C’est pourquoi il est primordial de pouvoir composer avec tous ces aspects dès la phase créative, ce qui permet d’éviter de tout dynamiter 30 ans plus tard ! La boucle est bouclée : préservation de la biodiversité, respect des usagers et consommation d'énergies sont les éléments d'un même problème, et c’est ce qui compose pour moi une architecture durable.

 

Pensez-vous que les acteurs du secteur sont suffisamment concernés par les questions liées à la décarbonation aujourd’hui ?

NB : Ils sont de plus en plus nombreux à se sentir concernés, mais ils sont à l'image de la société, divisés !  Le sujet de la décarbonation prend de l'ampleur chez les acteurs du secteur du bâtiment car ils sont aux premières loges pour constater les dégâts, mais ils se sentent souvent impuissants face aux impératifs financiers de leurs donneurs d'ordre, qui les empêchent parfois d’aller au bout d’une démarche vertueuse. C'est là qu'une solution comme la nôtre va pouvoir les aider à trouver des alternatives avant qu'il ne soit trop tard. Il y a également un travail d’éducation auprès de la filière et auprès de certains clients, pour qu’ils intègrent de nouvelles façons de faire, telles que le réemploi. 

Nous sommes d’ailleurs partenaires du CCCA-BTP, qui voit en Carbon Saver une bonne solution pour former les jeunes apprentis aux problématiques de décarbonation, tous corps de métiers confondus. 
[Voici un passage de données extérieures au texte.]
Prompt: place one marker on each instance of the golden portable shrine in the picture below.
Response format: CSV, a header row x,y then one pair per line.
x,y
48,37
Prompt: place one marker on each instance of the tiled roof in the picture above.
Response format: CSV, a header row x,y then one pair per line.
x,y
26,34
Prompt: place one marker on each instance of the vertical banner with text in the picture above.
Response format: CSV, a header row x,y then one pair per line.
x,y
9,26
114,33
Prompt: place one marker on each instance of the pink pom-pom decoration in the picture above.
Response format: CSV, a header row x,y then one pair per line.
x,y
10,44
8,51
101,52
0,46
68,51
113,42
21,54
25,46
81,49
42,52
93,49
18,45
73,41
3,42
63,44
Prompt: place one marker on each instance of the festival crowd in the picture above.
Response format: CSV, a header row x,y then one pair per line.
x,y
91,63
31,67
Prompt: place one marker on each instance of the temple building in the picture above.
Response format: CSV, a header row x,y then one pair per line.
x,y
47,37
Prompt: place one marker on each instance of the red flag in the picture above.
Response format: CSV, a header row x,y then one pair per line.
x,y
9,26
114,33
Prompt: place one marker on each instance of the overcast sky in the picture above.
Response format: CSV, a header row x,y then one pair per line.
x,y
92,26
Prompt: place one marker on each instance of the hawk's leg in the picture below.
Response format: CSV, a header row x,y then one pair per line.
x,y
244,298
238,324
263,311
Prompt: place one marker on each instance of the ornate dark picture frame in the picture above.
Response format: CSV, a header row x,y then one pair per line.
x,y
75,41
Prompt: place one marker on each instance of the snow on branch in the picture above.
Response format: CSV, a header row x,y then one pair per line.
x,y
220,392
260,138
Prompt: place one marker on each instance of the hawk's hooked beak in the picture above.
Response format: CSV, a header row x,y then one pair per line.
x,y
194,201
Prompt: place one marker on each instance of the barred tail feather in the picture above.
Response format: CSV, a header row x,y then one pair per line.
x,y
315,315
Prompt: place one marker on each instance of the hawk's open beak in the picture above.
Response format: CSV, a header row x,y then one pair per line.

Ce que je constate, c'est que ceux qui se sentent concernés sont particulièrement engagés et proactifs, beaucoup nous ont gracieusement donné de leur temps pour coconstruire notre solution, et vont jusqu'à investir dans notre crowdfunding sur We Do Good.

 

Pensez-vous que la réglementation va assez loin en France pour décarboner efficacement les bâtiments ? 

NB : La RE2020 est déjà une belle avancée, en proposant pour la première fois une approche plus globale et systémique, mais j'ai hâte que nous allions encore plus loin. En matière de rénovation, il faudrait une réglementation équivalente à la RE2020, mais nous en sommes pour le moment très loin.
Ensuite, la filière du réemploi a besoin d'aide pour s'organiser davantage et devenir un réflexe. Lorsque l'obligation du diagnostic PEMD sera appliquée à des surfaces à partir de 1 000m² et non 10 000, nous verrons un véritable bond en avant dans la réduction de l'impact et des déchets du bâtiment. 

 

Etes-vous optimiste ?

NB : C’est difficile à dire ! Je suis dans une bulle où tout le monde souhaite que les choses avancent, ce qui créé un prisme assez déformant de la réalité. Je reviens vite sur Terre quand je vois le nombre de SUV et 4x4 sur les parkings des supermarchés (rires). Mais je reste tout de même optimiste, car au niveau sociétal, je sens une prise de conscience et les choses vont dans le bon sens. Ce qui me rend plus pessimiste, c’est la cadence à laquelle vont les choses. Il faut accélérer ! C’est pour cela que chez Carbon Saver, nous nous positionnons beaucoup sur le gain de temps de l’aide à la prise de décision. 

 

Avez-vous des exemples de projets vertueux à nous présenter, illustrant votre vision de l’architecture durable ?

NB : Mon premier coup de cœur a été La Maison des Canaux, à Paris. Lors de son inauguration, j’ai pensé « Enfin un exemple de projet soigné, beau et qui donne envie ! » Dans la construction, je pense évidemment à Lakaton et Vassal qui œuvrent depuis toujours pour la réhabilitation au lieu de la démolition et qui ont reçu le Pritzker 2021. Je suis très sensible à leur travail, notamment celui sur la Bois-le-Prêtre dans le 17e arrondissement de Paris où ils ont appliqué leur philosophie d’améliorer sans détruire pour un budget 70% plus avantageux que la démolition / reconstruction et des tonnes de carbone évités. Je pense que c’est totalement dans ce sens-là que nous devons aller : rénover en améliorant le quotidien des habitants plutôt que construire.